Bob Costello, ATA Chief Economist, said truck tonnage is being impacted by the recession and the massive inventory correction that the supply chain is currently undergoing.
“While most key economic indictors are decreasing at a slower rate, the year-over-year contractions in truck tonnage accelerated because businesses are right-sizing their inventories, which means fewer truck shipments,” Costello said. “The absolute dollar value of inventories has fallen, but sales have decreased as much or more, which means that inventories are still too high for the current level of sales. Until this correction is complete, freight will be tough for motor carriers.” Costello added that truck freight has yet to hit bottom and it could be a few more months before this occurs.
Similar views and observations were heard during April’s National Shippers Strategic Council (NASSTRAC) annual conference in Orlando, Fla., with trucking executives telling LM that business conditions and volumes started to appear “less worse” in recent weeks, but there is still ways to go before a full recovery is seen.
Last month, Stephens Inc. Managing Director Thom Albrecht wrote in a research note that despite a few inferences that freight volumes are seeing moderating declines and/or even establishing a floor, nothing suggests any sort of measurable recovery. And even though tonnage has seen gains in recent months Albrecht pointed out tonnage has not seen these current low levels since September 2003.
Albrecht told LM in an interview that he focuses on the not seasonally adjusted index on a year-over-year basis for an “apples-to-apples” comparison.

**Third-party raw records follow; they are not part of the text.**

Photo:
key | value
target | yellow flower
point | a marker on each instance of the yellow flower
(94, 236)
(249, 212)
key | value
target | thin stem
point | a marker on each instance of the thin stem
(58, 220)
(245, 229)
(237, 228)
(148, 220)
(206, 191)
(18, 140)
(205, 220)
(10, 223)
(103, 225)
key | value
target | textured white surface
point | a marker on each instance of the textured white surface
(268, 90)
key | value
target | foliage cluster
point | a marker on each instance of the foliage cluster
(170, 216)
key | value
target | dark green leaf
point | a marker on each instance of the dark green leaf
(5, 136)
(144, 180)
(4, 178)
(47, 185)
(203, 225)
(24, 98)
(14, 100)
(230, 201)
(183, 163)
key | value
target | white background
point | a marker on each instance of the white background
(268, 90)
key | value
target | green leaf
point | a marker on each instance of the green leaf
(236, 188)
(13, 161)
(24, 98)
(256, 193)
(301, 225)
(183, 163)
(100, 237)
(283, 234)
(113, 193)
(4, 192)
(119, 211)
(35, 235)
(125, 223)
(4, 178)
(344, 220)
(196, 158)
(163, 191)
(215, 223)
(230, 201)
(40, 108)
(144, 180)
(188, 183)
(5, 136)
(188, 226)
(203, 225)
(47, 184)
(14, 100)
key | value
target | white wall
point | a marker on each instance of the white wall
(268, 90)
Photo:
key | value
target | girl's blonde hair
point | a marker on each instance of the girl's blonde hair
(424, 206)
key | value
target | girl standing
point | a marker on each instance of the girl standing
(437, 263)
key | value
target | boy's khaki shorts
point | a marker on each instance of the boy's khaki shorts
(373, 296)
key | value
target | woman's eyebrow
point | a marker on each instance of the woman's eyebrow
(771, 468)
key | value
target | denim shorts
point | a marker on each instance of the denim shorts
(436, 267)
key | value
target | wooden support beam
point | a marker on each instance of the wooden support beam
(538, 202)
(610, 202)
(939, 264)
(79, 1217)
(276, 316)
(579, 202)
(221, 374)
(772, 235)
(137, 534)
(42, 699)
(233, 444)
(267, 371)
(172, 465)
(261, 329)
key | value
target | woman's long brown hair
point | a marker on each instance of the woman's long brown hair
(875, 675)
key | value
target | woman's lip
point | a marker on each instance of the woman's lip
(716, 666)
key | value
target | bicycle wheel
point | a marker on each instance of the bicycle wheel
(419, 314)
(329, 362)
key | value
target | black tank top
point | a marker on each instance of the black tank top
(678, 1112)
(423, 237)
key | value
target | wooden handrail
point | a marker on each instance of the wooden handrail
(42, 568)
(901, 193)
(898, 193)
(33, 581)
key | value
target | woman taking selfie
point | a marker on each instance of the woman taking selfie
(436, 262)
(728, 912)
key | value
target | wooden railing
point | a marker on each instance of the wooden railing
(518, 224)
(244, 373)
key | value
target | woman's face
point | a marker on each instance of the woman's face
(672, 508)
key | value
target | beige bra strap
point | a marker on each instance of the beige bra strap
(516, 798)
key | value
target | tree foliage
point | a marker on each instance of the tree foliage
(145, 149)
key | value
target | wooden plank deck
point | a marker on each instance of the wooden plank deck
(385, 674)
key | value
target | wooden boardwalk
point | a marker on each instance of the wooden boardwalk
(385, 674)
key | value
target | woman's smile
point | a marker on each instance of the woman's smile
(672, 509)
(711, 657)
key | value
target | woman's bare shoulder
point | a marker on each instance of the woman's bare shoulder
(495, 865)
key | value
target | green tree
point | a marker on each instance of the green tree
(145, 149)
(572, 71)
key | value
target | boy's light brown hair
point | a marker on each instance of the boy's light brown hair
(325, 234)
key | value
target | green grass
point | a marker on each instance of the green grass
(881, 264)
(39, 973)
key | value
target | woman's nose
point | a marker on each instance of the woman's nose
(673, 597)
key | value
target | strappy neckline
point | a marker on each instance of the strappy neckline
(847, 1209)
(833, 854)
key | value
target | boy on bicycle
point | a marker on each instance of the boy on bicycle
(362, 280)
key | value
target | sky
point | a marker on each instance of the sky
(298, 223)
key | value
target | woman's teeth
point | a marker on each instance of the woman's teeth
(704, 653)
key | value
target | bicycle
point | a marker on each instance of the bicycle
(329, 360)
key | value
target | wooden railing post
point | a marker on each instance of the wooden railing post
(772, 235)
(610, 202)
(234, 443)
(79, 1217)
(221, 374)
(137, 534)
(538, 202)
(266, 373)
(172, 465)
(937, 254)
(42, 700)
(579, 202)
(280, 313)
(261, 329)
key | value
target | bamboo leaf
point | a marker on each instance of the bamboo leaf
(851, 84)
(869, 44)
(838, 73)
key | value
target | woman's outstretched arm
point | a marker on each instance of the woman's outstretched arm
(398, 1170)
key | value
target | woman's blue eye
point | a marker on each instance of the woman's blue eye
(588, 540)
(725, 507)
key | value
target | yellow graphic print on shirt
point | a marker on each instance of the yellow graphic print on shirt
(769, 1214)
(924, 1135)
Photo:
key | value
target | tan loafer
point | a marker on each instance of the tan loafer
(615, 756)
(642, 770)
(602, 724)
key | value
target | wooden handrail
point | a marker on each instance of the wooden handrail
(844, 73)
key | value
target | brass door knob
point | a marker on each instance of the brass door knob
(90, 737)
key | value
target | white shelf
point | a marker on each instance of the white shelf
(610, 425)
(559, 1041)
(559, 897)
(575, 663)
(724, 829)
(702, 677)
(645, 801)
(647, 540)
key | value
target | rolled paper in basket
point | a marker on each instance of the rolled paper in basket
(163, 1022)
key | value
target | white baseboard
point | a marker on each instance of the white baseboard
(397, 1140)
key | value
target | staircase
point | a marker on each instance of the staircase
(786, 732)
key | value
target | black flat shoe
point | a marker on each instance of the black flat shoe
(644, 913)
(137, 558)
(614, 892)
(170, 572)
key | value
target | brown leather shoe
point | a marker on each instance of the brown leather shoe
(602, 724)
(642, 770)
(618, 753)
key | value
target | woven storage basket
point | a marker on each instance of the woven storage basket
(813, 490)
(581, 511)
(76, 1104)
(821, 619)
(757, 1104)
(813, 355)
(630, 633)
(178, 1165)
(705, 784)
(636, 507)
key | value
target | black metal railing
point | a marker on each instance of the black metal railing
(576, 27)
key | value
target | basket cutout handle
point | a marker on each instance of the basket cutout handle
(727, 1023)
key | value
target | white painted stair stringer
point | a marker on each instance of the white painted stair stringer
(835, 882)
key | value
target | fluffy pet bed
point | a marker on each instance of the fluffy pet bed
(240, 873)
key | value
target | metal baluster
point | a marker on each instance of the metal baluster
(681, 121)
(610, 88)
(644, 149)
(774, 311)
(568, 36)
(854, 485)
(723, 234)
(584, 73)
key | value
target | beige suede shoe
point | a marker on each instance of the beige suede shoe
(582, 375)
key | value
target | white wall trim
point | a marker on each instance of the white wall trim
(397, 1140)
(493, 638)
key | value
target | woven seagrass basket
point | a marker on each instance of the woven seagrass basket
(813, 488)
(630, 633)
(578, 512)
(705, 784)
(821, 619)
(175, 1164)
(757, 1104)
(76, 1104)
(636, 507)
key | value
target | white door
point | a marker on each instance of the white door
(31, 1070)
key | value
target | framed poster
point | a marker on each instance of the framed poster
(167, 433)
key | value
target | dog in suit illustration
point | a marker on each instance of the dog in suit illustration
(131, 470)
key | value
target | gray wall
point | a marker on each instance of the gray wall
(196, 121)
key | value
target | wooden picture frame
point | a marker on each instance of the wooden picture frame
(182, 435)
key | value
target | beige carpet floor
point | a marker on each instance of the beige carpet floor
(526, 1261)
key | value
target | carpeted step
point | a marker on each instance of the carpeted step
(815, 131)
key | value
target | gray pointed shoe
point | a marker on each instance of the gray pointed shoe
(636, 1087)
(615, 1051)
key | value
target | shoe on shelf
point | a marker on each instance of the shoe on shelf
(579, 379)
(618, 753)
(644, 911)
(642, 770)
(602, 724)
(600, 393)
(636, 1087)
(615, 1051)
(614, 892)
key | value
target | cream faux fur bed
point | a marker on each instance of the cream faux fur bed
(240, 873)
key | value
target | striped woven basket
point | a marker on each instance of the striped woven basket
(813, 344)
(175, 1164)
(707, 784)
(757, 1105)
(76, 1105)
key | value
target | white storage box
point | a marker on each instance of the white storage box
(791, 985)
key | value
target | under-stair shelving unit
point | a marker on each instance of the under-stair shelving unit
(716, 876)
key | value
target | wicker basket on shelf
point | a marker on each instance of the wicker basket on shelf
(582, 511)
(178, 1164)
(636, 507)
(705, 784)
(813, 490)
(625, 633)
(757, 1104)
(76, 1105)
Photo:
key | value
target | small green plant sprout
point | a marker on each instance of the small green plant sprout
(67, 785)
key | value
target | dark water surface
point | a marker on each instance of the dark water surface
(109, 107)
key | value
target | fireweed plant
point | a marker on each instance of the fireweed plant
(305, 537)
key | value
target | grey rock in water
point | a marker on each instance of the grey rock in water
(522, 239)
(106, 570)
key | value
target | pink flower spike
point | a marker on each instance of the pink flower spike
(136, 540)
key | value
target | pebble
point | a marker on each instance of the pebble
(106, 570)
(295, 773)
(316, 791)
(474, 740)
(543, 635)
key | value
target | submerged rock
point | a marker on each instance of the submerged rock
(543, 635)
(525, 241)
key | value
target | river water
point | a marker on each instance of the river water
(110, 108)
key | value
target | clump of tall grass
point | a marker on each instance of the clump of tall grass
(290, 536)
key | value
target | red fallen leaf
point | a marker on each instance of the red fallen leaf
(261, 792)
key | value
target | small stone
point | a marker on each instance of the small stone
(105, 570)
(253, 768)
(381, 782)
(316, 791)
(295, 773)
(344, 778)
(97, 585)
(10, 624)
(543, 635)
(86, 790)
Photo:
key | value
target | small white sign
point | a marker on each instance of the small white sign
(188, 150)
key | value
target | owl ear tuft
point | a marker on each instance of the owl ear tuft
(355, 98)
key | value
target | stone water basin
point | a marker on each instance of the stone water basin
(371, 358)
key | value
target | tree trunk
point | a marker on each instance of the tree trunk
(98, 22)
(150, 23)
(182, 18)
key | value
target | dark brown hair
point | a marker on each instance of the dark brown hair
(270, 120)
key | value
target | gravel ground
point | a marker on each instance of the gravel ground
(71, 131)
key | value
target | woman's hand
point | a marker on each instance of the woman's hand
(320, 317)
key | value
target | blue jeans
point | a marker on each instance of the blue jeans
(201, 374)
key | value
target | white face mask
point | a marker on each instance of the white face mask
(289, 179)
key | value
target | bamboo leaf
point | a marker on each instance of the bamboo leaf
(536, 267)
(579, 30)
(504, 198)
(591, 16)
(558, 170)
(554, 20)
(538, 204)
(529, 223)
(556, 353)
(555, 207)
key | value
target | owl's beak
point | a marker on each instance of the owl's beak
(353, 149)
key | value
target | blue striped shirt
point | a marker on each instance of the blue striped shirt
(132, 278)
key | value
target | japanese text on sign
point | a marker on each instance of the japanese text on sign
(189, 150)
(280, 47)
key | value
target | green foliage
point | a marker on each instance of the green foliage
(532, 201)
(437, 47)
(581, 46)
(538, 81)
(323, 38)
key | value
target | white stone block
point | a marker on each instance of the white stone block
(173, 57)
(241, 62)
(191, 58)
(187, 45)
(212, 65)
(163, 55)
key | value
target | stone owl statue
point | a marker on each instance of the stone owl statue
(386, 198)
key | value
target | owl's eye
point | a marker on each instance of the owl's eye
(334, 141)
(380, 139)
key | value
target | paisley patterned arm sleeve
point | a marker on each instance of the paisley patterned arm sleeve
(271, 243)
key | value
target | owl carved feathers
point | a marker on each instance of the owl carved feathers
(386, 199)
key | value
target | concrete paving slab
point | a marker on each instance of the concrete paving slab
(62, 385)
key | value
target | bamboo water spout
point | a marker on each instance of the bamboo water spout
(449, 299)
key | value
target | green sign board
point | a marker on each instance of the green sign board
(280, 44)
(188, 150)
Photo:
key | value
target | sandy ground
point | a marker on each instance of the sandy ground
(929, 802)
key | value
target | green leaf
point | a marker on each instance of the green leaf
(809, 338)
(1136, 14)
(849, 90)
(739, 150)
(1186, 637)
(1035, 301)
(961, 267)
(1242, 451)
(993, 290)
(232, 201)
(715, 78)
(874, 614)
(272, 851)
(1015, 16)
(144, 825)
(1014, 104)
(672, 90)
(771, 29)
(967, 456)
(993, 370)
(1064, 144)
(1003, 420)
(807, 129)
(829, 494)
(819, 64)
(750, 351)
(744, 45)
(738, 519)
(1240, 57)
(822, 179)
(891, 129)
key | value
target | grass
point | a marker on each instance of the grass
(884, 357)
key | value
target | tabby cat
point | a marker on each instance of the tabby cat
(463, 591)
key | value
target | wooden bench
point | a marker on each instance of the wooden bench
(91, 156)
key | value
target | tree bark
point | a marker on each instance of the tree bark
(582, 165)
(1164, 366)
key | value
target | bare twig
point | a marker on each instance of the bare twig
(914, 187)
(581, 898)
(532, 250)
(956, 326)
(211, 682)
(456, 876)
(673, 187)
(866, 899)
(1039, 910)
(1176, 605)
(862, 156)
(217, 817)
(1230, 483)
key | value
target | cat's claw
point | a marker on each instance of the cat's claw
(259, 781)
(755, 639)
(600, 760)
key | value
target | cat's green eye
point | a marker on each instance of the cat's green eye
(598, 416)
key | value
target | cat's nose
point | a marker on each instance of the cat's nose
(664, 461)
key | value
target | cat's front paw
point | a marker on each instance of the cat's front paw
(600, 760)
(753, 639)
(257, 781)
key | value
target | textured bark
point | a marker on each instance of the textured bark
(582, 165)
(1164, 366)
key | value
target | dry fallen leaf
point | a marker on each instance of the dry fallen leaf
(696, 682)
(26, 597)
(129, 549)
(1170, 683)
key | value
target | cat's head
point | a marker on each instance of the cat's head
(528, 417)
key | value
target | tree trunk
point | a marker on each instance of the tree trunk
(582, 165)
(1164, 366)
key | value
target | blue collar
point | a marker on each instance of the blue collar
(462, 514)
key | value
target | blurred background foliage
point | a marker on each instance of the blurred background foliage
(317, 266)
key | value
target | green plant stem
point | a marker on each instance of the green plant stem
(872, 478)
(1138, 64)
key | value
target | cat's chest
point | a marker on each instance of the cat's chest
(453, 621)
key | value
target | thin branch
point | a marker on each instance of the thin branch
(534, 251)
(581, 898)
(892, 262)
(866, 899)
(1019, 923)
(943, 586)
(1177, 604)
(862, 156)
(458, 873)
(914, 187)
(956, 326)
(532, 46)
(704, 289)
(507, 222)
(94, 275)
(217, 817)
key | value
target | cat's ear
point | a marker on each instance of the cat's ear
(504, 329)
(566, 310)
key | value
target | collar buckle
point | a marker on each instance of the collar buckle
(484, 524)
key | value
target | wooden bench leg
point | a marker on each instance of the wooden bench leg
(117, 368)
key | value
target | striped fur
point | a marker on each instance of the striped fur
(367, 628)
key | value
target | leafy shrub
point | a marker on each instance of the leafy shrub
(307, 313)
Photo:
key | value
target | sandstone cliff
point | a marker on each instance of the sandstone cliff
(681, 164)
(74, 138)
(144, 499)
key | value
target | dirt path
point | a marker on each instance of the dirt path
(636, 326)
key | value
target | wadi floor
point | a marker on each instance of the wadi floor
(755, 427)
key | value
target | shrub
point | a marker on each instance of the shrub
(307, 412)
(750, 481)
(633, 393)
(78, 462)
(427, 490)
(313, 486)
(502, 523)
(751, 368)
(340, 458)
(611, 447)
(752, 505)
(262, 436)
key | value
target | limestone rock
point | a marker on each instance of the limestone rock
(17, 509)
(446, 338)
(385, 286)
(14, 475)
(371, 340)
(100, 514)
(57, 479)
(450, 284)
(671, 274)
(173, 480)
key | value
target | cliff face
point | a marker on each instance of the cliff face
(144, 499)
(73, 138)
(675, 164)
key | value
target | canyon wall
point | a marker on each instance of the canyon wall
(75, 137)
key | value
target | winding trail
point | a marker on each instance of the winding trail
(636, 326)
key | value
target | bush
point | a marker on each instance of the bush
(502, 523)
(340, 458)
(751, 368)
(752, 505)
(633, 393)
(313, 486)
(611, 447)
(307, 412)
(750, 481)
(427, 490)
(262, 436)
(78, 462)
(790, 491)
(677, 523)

“This is what the actual truckers feel out there,” he said. “I’m not a big fan of seasonally adjusted data.”
Trucking serves as a barometer of the U.S. economy, because it represents nearly 70 percent of tonnage carried by all modes of domestic freight transportation, including manufactured and retail goods, according to the ATA. The ATA notes that it hauled 10.2 billion tons of freight in 2008, and that motor carriers collected $660.3 billion—or 83.1 percent—of total revenue earned by all transport modes.